3. The system of claim 2, wherein the final member and the drive member are gears.

4. The system of claim 3, wherein the drive member directly drives the final member.

5. The system of claim 3, wherein the drive member drives the final member via an intermediate gear.

6. The system of claim 2, wherein:

the drive member drives the final member via a belt; and the drive member and the final member are belt sprockets.

7. The system of claim 2, wherein the reduction gear set drives a cam gear set, the cam gear set being operative to drive the energy-releasing cam.

8. The system of claim 7, wherein the reduction gear set and the cam gear set are planetary gear sets.

9. The system of claim 7, wherein a driveshaft of the electric motor, the energy- release cam, the reduction gear set, the drive member and the cam gear set are operative to rotate about a second rotational axis which is offset from the first rotational axis.

10. The system of claim 1 , wherein:

the locking member comprises a ratchet, the ratchet being normally biased in a locking position; and

the energy-storing hub comprises at least one locking tooth, the ratchet being operative to engage with the locking tooth on the energy-storing hub in the locking position.

11. The system of claim 10, wherein:

the energy-release cam comprises at least one cam lobe; and the cam lobe is operative to selectively actuate the ratchet to a released position such that the ratchet disengages with the locking tooth of the energy-storing hub.

12. The system of claim 10, wherein:

the energy-release cam further comprises a plurality of actuating lobes, the energy-release cam being rotatable relative to the final member; and

the final member comprises a trigger member, the trigger member is operative to displace one of the plurality of actuation lobes such that the cam lobe selectively actuates the ratchet to the released position.
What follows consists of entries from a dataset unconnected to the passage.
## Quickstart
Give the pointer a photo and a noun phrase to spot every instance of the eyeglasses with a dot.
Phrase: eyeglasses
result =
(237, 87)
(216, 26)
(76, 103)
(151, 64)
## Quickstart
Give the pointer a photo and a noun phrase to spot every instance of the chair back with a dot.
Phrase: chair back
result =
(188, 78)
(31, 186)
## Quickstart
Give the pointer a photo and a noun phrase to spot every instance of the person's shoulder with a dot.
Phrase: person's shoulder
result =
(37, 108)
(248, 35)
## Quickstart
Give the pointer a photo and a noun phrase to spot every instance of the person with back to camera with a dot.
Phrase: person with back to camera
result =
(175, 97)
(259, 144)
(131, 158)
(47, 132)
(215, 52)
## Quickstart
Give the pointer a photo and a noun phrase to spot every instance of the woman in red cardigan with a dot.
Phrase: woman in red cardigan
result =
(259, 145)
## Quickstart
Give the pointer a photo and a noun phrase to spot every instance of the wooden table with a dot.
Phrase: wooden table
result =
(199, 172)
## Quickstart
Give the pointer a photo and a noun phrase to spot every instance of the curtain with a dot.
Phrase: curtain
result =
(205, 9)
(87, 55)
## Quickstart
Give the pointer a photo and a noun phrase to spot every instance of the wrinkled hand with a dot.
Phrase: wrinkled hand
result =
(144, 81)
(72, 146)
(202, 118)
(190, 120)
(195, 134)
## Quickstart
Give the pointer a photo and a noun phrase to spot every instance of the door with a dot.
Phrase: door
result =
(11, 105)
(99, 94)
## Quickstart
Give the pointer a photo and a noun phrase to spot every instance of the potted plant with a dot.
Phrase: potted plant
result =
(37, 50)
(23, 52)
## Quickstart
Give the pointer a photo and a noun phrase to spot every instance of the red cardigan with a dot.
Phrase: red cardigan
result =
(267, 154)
13. The system of claim 1 , wherein:

the energy-storing hub comprises an engaging portion; and the engaging portion comprises a plurality of mating projections operative to engage with a part of the internal combustion engine.

14. The system of claim 7, wherein the energy storing hub assembly further comprises a common hub, the common hub being selectively engageable with the energy-storing hub.

15. The system of claim 14, wherein:

the energy-storing hub further comprises a set of hub starter dogs; and the common hub comprises a plurality of locking projections, the set of hub starter dogs being operative to selectively engage with the locking projections to transmit motion from the energy-storing hub to the common hub.

16. The system of claim 14, wherein:

the cam gear set and the energy-releasing cam are operative to rotate about the first rotational axis; and

a driveshaft of the electric motor, the reduction gear set and the drive member are operative to rotate about a second rotational axis which is offset from the first rotational axis.

17. The system of claim 14, wherein:

the common hub comprises an engaging portion; and

the engaging portion comprises a plurality of mating projections operative to engage with a part of the internal combustion engine.

8. The system of claim 1 , wherein the system further comprises a manual starter pulley and a pull member, the manual starter pulley being operative to selectively rotate the energy-storing hub assembly responsive to manual movement of the pull member for starting the internal combustion engine.

19. The system of claim 1 , wherein the resilient member is a torsion spring.

20. A device comprising:

an internal combustion engine; and

a starting system according to any of claims 1 - 20, wherein the starting system is operative to start the internal combustion engine..

21 . The device of claim 20, wherein the device is a handheld power tool.